At three one morning when she was in the on-call room studying, the phone rang. It was Christian Lemaistre, the department’s leading obstetrician.
“May I speak to the on-call pediatrician, please.”
“This is Dr. Castellano,” she replied.
“Oh.” He had obviously been expecting a baritone and not a soprano.
“Can I help you, Dr. Lemaistre?”
“I’ve got a woman having problems with her labor and I may have to do a caesar. Can you be scrubbed and ready in fifteen minutes?”
“No problem, Doctor.” She hung up the phone, put on her shoes, gulped down the now-cold coffee that had been on her desk, and raced for the elevator. The obstetrician had already dressed and scrubbed. As she quickly did likewise and hurried into the O.R., she could not help noticing that—even with his mask on—what she could see of Lemaistre’s face substantiated his reputation as disconcertingly handsome.

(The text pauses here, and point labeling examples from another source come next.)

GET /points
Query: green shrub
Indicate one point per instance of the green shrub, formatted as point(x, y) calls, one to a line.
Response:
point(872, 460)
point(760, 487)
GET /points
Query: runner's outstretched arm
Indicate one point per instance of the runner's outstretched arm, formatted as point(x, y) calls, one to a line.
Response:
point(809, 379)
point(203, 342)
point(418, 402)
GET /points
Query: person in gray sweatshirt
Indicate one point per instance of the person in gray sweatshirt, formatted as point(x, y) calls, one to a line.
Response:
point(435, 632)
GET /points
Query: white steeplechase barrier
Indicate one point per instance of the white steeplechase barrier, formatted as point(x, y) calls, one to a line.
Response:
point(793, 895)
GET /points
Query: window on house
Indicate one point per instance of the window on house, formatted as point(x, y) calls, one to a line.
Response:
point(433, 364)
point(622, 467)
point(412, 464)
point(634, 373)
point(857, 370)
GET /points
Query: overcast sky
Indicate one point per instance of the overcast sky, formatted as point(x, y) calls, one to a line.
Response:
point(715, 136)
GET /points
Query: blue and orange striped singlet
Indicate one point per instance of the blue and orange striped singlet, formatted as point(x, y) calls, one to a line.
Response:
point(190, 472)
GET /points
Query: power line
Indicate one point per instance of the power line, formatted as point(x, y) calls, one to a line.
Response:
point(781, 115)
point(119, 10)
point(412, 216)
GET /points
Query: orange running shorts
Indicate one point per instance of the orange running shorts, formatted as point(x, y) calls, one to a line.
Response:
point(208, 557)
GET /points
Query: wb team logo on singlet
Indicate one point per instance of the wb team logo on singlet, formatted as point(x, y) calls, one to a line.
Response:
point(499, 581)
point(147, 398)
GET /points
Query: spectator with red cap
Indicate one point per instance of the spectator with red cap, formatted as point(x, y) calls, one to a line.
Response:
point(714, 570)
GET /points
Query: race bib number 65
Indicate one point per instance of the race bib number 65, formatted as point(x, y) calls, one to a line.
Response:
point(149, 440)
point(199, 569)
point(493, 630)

Twenty-five minutes later, the obstetrician had pulled out a tiny baby boy. Laura pressed the O.R. stopclock, rushed the baby under a radiant heater, and as a nurse dried him with a warm towel, began her assessment. His breathing was poor—in fact, in the next instant she announced, “Respiration nil.”
The infant was in grave danger, as was evident by the score she gave him, “One minute Apgar … zero.”
“I would say one or two, Dr. Castellano,” Lemaistre overruled from behind her.
“Either way he’s more cyanotic than a blue blanket. We’ve got to intubate and get him some oxygen stat.” And then she called to a nurse, “Get me a three-O tube.”
“I would think two-five would suffice, Doctor,” Lemaistre disagreed.
“Three-O,” Laura repeated and, turning back to the baby remarked to Lemaistre, “This kid is big for his gestational age. He’s got a pretty good chance.” She called out to the nurse, “Make it eight-five centimeters.”
As the nasotracheal tube was being fixed into a valve, Laura turned the baby on his back and positioned his head to minimize nasal trauma. She then lubricated the tip of his nose to ease passage of the tube.
“I’d better take it from here, Dr. Castellano,” Lemaistre offered in a tone that sounded more like a command. “It’s a very delicate maneuver. If it’s not placed perfectly in the trachea you might go too deep and pass into the main bronchus and—”
“I know that, Dr. Lemaistre,” she snapped. And thought to herself, Dammit, I’ve probably done it more times than you. But if you insist upon pulling rank …
She stepped away as the nurse handed him the apparatus, which he began to insert in the baby’s nostril. The nurse immediately returned with an oxygen tank and Lemaistre quickly began
administering it to the baby. The arrow moved relentlessly around the dial of the small stopclock, reaching the five-minute mark. The baby was pinkish and both Laura and Lemaistre agreed that the Apgar was now up to seven-plus.